The Oregon Clinic, Portland, OR, USA.
Providence Cancer Institute, Portland, OR, USA.
Clin Endocrinol (Oxf). 2021 Jun;94(6):1035-1042. doi: 10.1111/cen.14431. Epub 2021 Feb 22.
With the rising incidence of thyroid cancer, a standardized approach to the evaluation of thyroid nodules is essential. Despite the presence of multiple national guidelines detailing evaluation and management of these nodules, significant variability exists in the information that is collected and reported to clinicians from diagnostic imaging. The aim of this study was to evaluate the impact of thyroid ultrasound standardization on thyroid cancer detection in a community practice setting.
As part of a physician-driven quality improvement project, a multidisciplinary team created an electronic worksheet to be utilized by sonographers to capture suspicious findings based on societal guidelines and agreed on institutional criteria for recommending fine needle aspiration (FNA) of thyroid nodules.
For a one-year period prior to and after the intervention, all ultrasounds performed for suspected thyroid pathology, excluding patients undergoing follow-up imaging, were reviewed at two affiliated community hospitals served by a single radiology and pathology group.
The number of fine needle biopsies recommended and performed, as well as the percentage of FNAs positive for malignancy were evaluated.
A total of 608 and 675 ultrasounds were reviewed in pre- and post-standardization periods, respectively. Following standardization, there was a similar percentage of FNAs recommended (35% vs. 37%, p = .68), fewer FNAs per total ultrasounds performed (36% vs. 31%, p = .03), fewer FNAs performed when FNA was not explicitly recommended (9.9% vs. 2.8%, p = .000046) and an increased detection of cytology consistent with, or suspicious for, malignancy (5% vs. 11.5%, p = .0028).
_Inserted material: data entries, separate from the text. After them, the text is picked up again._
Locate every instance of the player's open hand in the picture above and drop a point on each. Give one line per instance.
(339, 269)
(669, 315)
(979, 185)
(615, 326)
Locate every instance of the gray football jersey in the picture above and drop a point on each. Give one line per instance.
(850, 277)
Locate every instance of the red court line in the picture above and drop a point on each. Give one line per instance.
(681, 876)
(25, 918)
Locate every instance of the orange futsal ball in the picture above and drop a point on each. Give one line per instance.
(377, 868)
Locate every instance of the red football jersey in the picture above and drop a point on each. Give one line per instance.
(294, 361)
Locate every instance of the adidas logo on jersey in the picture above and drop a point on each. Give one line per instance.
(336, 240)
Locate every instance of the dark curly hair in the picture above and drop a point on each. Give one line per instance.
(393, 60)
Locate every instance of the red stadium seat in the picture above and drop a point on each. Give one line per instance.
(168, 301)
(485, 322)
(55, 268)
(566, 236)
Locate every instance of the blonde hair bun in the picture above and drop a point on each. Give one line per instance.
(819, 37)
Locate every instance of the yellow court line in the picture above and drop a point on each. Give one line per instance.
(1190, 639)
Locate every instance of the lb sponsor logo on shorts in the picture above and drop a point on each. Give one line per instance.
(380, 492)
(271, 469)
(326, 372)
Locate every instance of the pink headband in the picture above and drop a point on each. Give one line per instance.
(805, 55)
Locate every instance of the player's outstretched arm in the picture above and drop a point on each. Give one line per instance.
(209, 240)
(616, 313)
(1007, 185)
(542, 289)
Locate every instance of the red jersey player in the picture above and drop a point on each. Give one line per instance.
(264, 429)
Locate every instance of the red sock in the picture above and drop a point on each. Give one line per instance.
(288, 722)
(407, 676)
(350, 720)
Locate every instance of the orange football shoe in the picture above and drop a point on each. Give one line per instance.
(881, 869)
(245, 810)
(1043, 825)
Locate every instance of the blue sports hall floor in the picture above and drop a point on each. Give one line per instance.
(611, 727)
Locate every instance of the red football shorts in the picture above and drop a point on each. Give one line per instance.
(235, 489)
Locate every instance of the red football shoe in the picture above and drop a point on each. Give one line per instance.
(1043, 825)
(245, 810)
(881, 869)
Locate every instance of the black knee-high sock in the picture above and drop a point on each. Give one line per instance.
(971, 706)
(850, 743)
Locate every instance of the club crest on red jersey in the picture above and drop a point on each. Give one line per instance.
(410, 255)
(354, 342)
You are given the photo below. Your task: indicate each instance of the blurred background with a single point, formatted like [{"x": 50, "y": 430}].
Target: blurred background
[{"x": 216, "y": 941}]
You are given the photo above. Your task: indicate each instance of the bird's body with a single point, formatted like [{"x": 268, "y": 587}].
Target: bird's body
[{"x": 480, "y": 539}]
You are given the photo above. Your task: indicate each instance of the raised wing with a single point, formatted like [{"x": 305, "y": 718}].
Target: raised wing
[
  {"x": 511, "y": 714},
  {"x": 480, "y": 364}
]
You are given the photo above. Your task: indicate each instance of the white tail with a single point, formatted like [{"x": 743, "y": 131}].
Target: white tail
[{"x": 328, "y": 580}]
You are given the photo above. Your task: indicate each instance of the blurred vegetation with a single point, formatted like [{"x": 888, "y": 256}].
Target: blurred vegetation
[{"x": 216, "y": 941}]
Standardization of thyroid imaging protocol and management recommendations can reduce the number of FNAs performed and increase the percentage of positive tests in a community setting.
随着甲状腺癌发病率的上升,对甲状腺结节进行标准化评估至关重要。尽管有多项国家指南详细说明了这些结节的评估和管理,但从诊断影像学向临床医生报告的信息仍存在很大差异。本研究旨在评估甲状腺超声标准化对社区实践中甲状腺癌检测的影响。
作为医生驱动的质量改进项目的一部分,一个多学科团队创建了一个电子工作表,供超声医师根据社会指南和机构推荐甲状腺结节细针抽吸(FNA)的标准来捕获可疑发现。
在干预前后的一年期间,对两家附属社区医院进行的所有疑似甲状腺疾病的超声检查进行了回顾,这些医院由一个放射科和病理科小组提供服务,除了正在进行随访成像的患者。
评估了推荐和进行的细针活检数量以及 FNA 恶性肿瘤阳性的百分比。
分别在标准化前和标准化后审查了 608 例和 675 例超声检查。标准化后,推荐的 FNA 比例相似(35% vs. 37%,p=0.68),每例超声检查进行的 FNA 数量减少(36% vs. 31%,p=0.03),当未明确推荐 FNA 时进行的 FNA 数量减少(9.9% vs. 2.8%,p=0.000046),细胞学检测为疑似或符合恶性肿瘤的比例增加(5% vs. 11.5%,p=0.0028)。
甲状腺成像方案和管理建议的标准化可以减少进行的 FNA 数量,并增加社区环境中阳性测试的百分比。